The record shows that defendant began to complain about the absence of new business shortly after the contract was made, and continued until the time of plaintiff’s discharge. Plaintiff also admitted that he had stated that there were possibilities of increasing the business and that there was a possibility he could do a better job if he was relieved of some of the other problems. However, as said in the majority opinion, in passing upon the authority of the trial court to instruct a verdict, this court must review evidence favorable to appellant, disregard all adverse evidence and inference, and indulge every reasonable intendment and inference in favor of the one against *445whom instruction was given. Air Conditioning, Inc. v. Harrison-Wilson-Pearson, 151 Tex. 635, 253 S.W.2d 422 (1952).

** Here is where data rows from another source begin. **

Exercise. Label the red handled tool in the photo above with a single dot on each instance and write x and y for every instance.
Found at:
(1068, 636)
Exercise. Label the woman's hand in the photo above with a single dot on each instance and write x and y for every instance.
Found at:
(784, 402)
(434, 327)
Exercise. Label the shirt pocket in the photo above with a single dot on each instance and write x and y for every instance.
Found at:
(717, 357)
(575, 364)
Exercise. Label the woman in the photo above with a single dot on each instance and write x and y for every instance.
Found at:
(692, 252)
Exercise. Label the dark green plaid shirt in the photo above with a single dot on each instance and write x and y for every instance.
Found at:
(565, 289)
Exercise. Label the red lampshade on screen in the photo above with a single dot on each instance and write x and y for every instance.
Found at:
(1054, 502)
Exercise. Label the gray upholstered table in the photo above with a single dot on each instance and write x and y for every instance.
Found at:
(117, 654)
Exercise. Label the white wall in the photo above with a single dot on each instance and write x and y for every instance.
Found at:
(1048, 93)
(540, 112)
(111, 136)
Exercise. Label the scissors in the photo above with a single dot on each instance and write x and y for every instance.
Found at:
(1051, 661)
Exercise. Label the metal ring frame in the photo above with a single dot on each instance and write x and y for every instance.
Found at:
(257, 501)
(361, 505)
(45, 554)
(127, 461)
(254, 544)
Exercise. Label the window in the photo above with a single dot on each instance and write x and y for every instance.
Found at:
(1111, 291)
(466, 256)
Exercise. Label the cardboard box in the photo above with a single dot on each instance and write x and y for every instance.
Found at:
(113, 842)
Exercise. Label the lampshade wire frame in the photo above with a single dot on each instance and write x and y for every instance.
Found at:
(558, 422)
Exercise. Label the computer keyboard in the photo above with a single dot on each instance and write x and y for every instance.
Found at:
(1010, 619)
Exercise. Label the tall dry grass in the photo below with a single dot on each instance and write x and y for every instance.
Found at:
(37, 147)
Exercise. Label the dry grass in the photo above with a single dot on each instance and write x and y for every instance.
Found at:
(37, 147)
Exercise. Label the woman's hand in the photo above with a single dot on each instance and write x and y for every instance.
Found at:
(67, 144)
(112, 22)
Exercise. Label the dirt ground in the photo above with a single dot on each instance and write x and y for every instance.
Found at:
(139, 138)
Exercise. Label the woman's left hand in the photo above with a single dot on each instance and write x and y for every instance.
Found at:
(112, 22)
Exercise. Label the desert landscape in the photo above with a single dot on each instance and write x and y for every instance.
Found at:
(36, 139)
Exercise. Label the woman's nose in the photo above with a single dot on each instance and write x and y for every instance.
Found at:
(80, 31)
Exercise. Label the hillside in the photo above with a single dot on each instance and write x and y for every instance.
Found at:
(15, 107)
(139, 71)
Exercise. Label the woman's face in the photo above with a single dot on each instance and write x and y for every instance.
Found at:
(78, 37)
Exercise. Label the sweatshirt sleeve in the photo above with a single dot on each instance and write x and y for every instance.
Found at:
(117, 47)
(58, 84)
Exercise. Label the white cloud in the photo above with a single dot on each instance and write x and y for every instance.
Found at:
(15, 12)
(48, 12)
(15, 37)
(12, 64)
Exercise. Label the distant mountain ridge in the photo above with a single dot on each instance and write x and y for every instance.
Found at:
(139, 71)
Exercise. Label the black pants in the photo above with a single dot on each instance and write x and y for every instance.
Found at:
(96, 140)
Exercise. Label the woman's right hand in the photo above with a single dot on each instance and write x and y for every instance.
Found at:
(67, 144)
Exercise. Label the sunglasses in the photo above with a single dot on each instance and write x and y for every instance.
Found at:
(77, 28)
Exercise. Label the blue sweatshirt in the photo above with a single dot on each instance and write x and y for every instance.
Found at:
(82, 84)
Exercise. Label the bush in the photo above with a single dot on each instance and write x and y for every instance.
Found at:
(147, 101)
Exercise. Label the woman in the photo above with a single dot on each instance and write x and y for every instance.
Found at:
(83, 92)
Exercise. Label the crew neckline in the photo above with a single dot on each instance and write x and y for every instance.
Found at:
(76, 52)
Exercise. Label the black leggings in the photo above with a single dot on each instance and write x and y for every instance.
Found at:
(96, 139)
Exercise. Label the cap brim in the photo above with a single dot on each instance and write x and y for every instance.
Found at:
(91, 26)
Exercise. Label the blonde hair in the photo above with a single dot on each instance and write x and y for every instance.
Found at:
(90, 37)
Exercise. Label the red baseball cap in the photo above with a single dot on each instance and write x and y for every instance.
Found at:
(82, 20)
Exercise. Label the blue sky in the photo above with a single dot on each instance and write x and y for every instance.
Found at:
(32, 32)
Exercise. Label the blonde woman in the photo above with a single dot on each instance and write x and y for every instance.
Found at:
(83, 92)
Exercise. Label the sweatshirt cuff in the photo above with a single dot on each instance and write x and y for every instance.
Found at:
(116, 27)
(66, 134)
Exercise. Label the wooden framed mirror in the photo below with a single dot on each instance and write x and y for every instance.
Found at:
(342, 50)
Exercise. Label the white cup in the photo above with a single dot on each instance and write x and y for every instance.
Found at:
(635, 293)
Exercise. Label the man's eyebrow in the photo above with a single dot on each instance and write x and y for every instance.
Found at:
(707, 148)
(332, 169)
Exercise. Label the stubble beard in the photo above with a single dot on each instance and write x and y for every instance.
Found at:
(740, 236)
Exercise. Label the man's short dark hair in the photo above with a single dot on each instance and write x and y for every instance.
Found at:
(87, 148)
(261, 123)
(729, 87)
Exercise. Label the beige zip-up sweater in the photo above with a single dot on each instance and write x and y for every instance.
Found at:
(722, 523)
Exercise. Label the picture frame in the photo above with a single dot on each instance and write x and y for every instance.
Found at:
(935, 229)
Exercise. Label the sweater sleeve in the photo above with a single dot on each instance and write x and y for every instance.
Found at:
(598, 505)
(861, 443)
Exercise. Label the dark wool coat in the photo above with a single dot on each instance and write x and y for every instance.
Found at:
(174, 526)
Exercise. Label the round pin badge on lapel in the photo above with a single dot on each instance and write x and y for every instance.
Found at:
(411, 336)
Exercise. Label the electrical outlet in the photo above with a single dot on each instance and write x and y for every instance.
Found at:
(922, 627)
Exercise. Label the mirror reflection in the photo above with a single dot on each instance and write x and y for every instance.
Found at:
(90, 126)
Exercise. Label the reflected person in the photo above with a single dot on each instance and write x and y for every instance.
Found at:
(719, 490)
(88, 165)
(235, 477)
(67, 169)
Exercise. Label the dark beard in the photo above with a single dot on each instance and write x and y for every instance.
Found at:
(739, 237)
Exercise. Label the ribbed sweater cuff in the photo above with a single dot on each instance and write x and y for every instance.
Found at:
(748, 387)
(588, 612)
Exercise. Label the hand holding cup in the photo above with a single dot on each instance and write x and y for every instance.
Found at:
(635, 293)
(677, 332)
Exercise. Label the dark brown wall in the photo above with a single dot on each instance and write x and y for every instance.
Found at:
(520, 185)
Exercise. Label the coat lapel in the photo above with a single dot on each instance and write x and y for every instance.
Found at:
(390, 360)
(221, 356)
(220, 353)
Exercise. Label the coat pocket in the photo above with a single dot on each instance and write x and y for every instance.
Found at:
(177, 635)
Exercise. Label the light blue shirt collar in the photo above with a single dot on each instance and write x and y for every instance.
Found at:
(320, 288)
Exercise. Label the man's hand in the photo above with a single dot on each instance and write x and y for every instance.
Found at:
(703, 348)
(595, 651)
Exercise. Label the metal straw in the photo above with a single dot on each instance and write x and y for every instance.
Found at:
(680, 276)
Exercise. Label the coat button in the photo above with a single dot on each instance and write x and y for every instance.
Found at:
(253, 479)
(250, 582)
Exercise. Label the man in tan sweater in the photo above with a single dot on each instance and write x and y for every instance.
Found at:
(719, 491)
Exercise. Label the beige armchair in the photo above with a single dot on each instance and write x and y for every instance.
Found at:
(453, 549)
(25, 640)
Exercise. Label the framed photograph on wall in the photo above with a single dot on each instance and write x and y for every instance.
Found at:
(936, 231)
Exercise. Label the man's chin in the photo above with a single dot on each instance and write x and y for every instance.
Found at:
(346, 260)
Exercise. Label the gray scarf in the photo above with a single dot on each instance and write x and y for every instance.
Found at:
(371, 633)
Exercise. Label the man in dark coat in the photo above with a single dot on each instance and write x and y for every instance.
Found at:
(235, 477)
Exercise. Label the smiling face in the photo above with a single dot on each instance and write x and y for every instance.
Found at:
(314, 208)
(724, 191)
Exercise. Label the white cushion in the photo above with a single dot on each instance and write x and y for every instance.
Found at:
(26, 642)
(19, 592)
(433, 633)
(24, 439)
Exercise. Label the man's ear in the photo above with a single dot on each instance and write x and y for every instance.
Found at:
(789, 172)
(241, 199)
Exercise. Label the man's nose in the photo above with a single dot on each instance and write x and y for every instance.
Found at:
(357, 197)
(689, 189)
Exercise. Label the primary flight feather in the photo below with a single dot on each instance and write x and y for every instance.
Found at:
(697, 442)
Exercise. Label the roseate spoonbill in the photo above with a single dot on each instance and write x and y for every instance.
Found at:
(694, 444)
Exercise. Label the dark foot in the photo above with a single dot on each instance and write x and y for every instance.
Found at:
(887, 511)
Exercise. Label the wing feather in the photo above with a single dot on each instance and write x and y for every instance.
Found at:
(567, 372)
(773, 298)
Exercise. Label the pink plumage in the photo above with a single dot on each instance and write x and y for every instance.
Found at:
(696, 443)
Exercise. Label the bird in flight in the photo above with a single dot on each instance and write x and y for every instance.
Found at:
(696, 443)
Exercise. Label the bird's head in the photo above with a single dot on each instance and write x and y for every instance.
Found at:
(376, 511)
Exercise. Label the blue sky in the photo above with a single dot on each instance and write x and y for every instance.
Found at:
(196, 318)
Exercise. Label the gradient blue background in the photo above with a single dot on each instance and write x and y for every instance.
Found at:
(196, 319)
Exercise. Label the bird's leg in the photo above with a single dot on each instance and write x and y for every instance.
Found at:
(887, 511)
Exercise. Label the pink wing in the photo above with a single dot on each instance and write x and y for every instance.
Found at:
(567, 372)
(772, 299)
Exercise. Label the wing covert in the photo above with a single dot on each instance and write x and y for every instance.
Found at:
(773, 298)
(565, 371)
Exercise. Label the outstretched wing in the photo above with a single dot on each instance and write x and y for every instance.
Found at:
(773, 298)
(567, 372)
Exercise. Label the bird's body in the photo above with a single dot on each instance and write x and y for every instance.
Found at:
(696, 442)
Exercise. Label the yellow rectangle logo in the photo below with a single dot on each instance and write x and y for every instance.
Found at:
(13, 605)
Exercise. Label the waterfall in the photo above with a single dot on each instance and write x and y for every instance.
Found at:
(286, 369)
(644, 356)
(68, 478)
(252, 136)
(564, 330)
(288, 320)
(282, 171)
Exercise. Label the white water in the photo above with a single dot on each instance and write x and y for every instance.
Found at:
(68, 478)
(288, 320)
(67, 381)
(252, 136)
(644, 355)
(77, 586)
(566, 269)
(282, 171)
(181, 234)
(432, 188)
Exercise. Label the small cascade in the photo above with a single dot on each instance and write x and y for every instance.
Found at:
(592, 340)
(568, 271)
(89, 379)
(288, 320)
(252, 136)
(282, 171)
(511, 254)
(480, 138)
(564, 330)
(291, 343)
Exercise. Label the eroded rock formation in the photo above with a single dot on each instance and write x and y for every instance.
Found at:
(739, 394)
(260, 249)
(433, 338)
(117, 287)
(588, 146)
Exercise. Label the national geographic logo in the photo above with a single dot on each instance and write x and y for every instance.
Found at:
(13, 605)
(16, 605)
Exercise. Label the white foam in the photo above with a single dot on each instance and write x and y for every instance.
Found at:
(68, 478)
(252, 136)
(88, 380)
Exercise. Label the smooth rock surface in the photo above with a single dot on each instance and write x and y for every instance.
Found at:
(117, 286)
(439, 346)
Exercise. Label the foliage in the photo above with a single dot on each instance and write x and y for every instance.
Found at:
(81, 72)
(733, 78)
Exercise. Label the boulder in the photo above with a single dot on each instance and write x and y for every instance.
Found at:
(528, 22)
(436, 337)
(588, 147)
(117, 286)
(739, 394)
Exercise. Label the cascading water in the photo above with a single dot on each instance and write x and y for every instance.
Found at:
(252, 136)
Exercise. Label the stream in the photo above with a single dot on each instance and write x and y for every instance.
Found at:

The record in this case does not establish as a matter of law that failure of plaintiff to secure new business was good cause for his discharge.
The last two paragraphs of the majority opinion indicate that the case is affirmed because the contract sued upon is not sufficiently certain, and therefore unenforceable. This is a matter that was not raised by the parties at any point of this litigation. Furthermore, there is no suggestion in any of the pleadings and no mention in the defendant’s motion for instructed verdict, that defendant was entitled to judgment because the contract was unenforceable. There is no counterpoint in defendant’s brief in this court raising this question.
The memorandum of agreement to sell dated November 16, 1967 contained this paragraph:
“It is understood and agreed that at the time a formal contract is prepared by Mission and Cardinal, the payments due to Mission by Cardinal under this agreement may be changed as to allocation between assets purchased, the consideration to be paid to Mission and A. P. Maxwell for their covenants not to compete, and the amount of annual salary to be paid A. P. Maxwell as an employee of Cardinal. Such allocation shall not, however, reduce the over-all consideration provided for herein.”
This provision indicates the parties had one agreement encompassing the sale of the business by plaintiff to defendant, and the employment of plaintiff by defendant. The payment of an annual salary by Cardinal to Maxwell was a part of the over-all consideration for the combined transaction. According to such provision, defendant could change the allocation between the assets purchased, the payment for the covenant not to compete, and the amount of the annual salary to be paid plaintiff, but defendant could not reduce the over-all consideration provided for.
Defendant is not in a position to say, and in fact has not done so, that it will accept the benefits of the memorandum of agreement to sell, and retain the business sold to it, and at the same time contend the very agreement under which it purchased such business was so uncertain as to be unenforceable.